Figure 1: Hygrometer

Figure 3: Lux meter

Figure 4: Electronic anemometer


Abiotic factors 

I measured the abiotic factors to take them into consideration when reviewing my results. They cannot be controlled but they should be measured so any differences can be considered when analyzing the results.

Abiotic Factors How it affects results How it will be measured
Temperature A higher temperature results in faster rate of photosynthesis meaning that the algae will grow faster. Electronic Thermometer (+0.1ºC)
Humidity A more humid environment is more favorable because desiccation is less likely for the Bladder wracks. Hygrometer (+1%)
Wind speed An extremely high wind speed could result with some of the algae being ripped out from their roots. Electronic Anemometer (+0.1m/s)
Light intensity Light intensity affect the rate of photosynthesis of the algae meaning more food will be produced and the algae will grow taller. Lux (+2 lux)

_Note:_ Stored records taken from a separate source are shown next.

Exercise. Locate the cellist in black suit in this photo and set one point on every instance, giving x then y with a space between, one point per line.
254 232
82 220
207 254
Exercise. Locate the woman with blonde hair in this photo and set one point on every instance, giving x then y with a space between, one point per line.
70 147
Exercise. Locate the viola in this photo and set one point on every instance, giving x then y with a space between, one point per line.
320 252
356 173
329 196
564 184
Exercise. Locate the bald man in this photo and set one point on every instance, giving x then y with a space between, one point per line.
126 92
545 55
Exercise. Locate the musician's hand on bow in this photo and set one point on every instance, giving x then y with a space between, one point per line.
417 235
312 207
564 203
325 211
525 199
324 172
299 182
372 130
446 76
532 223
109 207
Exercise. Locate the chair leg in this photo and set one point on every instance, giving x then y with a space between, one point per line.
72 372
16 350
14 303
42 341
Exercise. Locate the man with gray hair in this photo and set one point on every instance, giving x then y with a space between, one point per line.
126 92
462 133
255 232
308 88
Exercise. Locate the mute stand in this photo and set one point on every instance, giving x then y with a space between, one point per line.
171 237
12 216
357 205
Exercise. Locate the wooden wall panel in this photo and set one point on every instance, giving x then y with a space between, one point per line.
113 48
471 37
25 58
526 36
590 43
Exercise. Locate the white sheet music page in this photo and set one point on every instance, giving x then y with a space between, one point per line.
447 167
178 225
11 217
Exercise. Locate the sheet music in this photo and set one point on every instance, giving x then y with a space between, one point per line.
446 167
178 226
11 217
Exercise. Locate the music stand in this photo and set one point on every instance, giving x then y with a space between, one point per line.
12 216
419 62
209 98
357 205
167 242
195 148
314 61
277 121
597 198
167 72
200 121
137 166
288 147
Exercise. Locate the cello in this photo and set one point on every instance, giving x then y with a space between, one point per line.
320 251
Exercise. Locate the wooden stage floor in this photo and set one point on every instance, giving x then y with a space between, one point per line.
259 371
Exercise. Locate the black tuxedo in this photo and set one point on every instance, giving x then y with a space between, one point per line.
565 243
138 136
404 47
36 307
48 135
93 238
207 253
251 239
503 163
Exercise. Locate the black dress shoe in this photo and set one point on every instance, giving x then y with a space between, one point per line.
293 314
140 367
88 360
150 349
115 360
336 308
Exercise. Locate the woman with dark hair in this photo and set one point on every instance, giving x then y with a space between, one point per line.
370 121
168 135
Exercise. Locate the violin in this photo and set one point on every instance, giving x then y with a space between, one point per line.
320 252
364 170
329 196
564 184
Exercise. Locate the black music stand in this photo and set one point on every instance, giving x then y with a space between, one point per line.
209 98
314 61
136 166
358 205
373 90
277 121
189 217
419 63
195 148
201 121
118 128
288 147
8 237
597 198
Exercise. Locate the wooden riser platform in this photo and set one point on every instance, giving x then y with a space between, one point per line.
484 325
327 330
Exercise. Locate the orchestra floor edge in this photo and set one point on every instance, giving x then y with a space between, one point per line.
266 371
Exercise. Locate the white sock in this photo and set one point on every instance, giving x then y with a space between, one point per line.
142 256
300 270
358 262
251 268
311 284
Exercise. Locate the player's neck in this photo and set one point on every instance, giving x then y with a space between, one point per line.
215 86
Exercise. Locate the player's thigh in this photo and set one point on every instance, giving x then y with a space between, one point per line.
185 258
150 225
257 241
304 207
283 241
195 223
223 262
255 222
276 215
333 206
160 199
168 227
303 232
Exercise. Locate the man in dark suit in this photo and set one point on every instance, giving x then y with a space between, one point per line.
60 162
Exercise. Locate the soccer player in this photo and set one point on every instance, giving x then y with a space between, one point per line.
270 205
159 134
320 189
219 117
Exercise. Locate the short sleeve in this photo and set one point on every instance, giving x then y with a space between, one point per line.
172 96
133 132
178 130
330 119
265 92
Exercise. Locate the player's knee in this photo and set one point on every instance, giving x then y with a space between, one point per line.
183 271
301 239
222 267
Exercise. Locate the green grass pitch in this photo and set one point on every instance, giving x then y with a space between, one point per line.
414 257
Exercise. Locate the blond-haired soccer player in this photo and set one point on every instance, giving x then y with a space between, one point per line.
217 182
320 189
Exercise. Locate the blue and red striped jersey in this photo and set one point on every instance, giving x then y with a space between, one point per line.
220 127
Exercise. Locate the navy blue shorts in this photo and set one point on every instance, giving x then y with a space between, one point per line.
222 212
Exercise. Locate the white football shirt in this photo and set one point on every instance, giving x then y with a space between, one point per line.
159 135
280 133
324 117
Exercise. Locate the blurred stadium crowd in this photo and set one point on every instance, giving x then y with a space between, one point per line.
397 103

Table 2: Abiotic factors, how they are measured and how they affect the results.



Study site

The study took place on Angle point in Pembrokeshire, Wales. This is a rocky beach with both a sheltered side and a semi exposed side, allowing various species of algae to grow and flourish. The Bladder Wracks were measured on the middle shore, 4.2m above sea level. The red lines on the pictures below show roughly the area that was sampled.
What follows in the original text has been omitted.